A quiet cough from Vincent, surprisingly enough, drew their collective gaze. "May I suggest," he said evenly, "that you cease this before you incite those teenagers to call the local protectorate on us."

Cloud glanced in the direction he'd last seen the adolescents in question, but they'd vanished, having evidently made tracks back in the direction they'd came from.

"You could have said something before!" Yuffie snapped, glowering at her impromptu shield. "It's probably already too late for that!"

"FILTH!" Aaron roared, oblivious.

-

Fifteen minutes later, with Cid's Venus Gospel making short work of any plants that got in their way, they were tromping through the rather predictable jungle that bordered the coast. Yuffie had grudgingly permitted Cloud to use one of her weaker Fire materias as a torch to light their way, and, makeshift candle in one hand and borrowed spear in the other, the swordsman broke their path through the thickly-grown underbrush.

"What I don't understand," he began, for at least the third time that evening, "is why the airline confiscated my weapon, but not Cid's. Or Vincent's, for that matter."

Yuffie, second in their single-file line, cackled and patted her shuriken. "I've still got mine! Don't forget my Conformer!"

The blonde scowled, hacking away at a particularly tenacious bush. ".. Cid, I'm sorry, but your weapons suck as machetes," he declared, groaning in exasperation. Cid only shrugged, angrily shredding one of the bottom corners of his cigarette carton. His matches had gotten wet at some point, and he'd consequently been deprived of his precious nicotine since they'd arrived on the island. Suffice to say, this fact was not biding well for his temper, though as withdrawal had well and truly set in he'd quieted somewhat.

Yuffie, meanwhile, had shrugged her weapon into her right hand as Cloud continued to saw ineffectually at the stubborn foliage and sent it flying at the base of the plant with a deft flick of her wrist. Cloud muttered irritably as the shrub toppled feebly to the ground, clearing their way for the next couple of feet, and stomped on.

"I want my Ultima Weapon," he added piteously a moment later.

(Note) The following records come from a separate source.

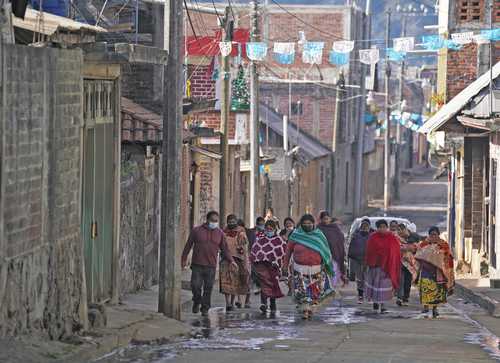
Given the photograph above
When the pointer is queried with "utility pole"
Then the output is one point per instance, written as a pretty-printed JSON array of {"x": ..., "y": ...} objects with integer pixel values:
[
  {"x": 397, "y": 166},
  {"x": 169, "y": 298},
  {"x": 491, "y": 60},
  {"x": 361, "y": 122},
  {"x": 339, "y": 94},
  {"x": 387, "y": 146},
  {"x": 224, "y": 121},
  {"x": 254, "y": 119},
  {"x": 340, "y": 89}
]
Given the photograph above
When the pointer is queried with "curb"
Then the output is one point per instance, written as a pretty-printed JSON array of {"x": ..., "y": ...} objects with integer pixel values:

"Yeah, well, whining ain't gonna bring back swords," Cid snapped, and cast a distraught look at his cigarettes. "Or matches."

At the tail end of the entourage, where he was acting as back guard, Vincent coughed. "Ah, Cid…"

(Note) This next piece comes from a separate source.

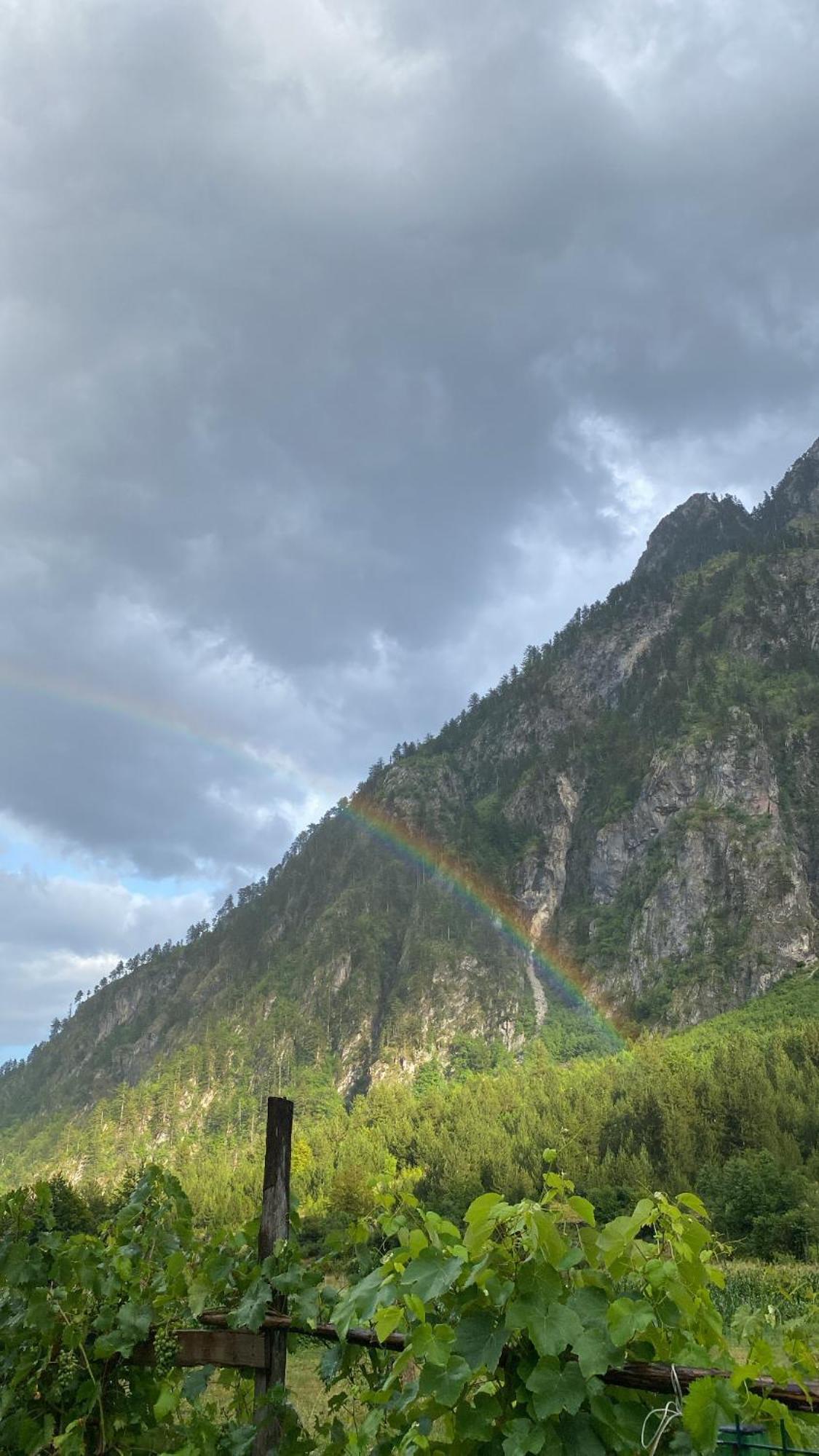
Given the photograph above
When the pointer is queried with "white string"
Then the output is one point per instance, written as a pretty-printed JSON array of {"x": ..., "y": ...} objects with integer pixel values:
[{"x": 665, "y": 1416}]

Cid ignored him, stuffing the carton into his pocket and heaving a loud sigh. "Christ! All this nicotine in front of me, and I can't have it!"

"Cid…"

"What?!"

".. may I point out that Cloud is at present carrying a perfectly serviceable match in his left hand?"

Said serviceable match sputtered out in the ensuing lunge and scuffle, plunging them—sans Vincent, perhaps—into darkness.

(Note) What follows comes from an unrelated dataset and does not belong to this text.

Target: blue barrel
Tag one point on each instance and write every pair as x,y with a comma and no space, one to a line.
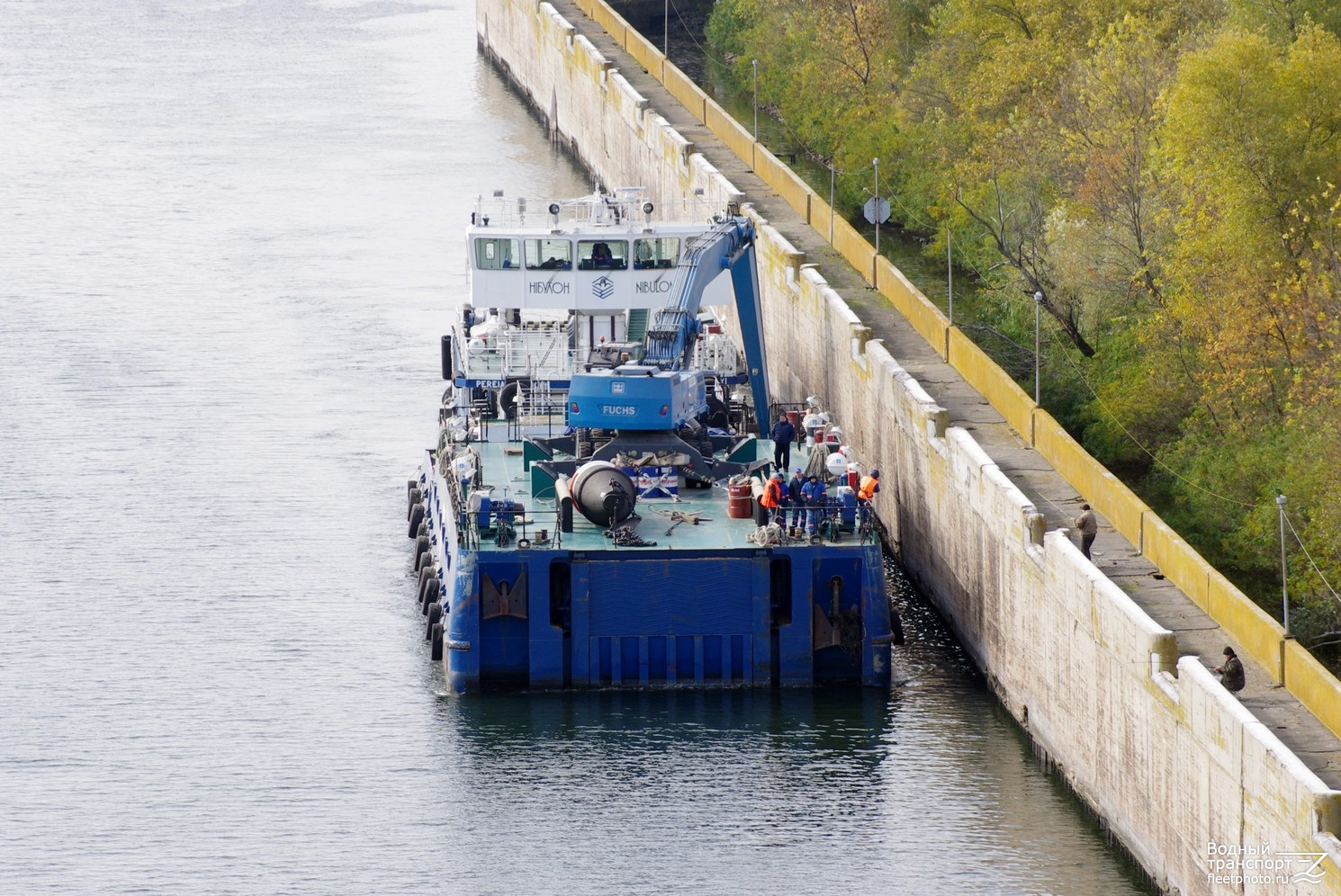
848,500
506,510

"Well, this is just great," Yuffie complained into the small silence that followed. "Now we can't see! Thanks a lot, Cid!"

"Shut up! Vincent was the one who gave me the $%^*ing idea in the first place!"

"I wasn't intending for you to demolish our only source of illumination when I made the suggestion…"

"Quit talking like that, damnit! You could just say 'I didn't mean for you to put the damn light out,' you know!"

"FILTH!"

"SHADDUP!"

They trudged on, blundering over and through every obstacle in their path, and thrice nearly became separated because they couldn't see more than a few inches ahead of their faces. Yuffie was complaining; Cid was complaining; Cloud was grumbling about his sword; Aaron was shrieking intermittently; and Vincent, still playing the role of the stoic, began to think he would go insane if he had to put up with them for much longer.

"Why's the canopy even so thick, anyway? You can barely see the sky! If it weren't for all those trees we'd be able to see!"

"Look, do you want to turn around and try and find your way back to the beach?"

"No! But I think we should stop for the night."

"Screw that! Some animal'd probably eat us."

"Sleep on the filthy ground? Are you insane?"

"… I want my Ultima Weapon."

"We know, Cloud. We know."

"Hahah. The filth misses his weapon of filth. Filth!"

"… you do a bad impression of Aaron, Cid."

"Oh, what do you know, Goth-Boy?"

"I know that I'm liable to shoot the next person that complains."

Instant silence fell amongst the group, and Vincent heaved an inward sigh of relief, continuing to plow through the underbrush.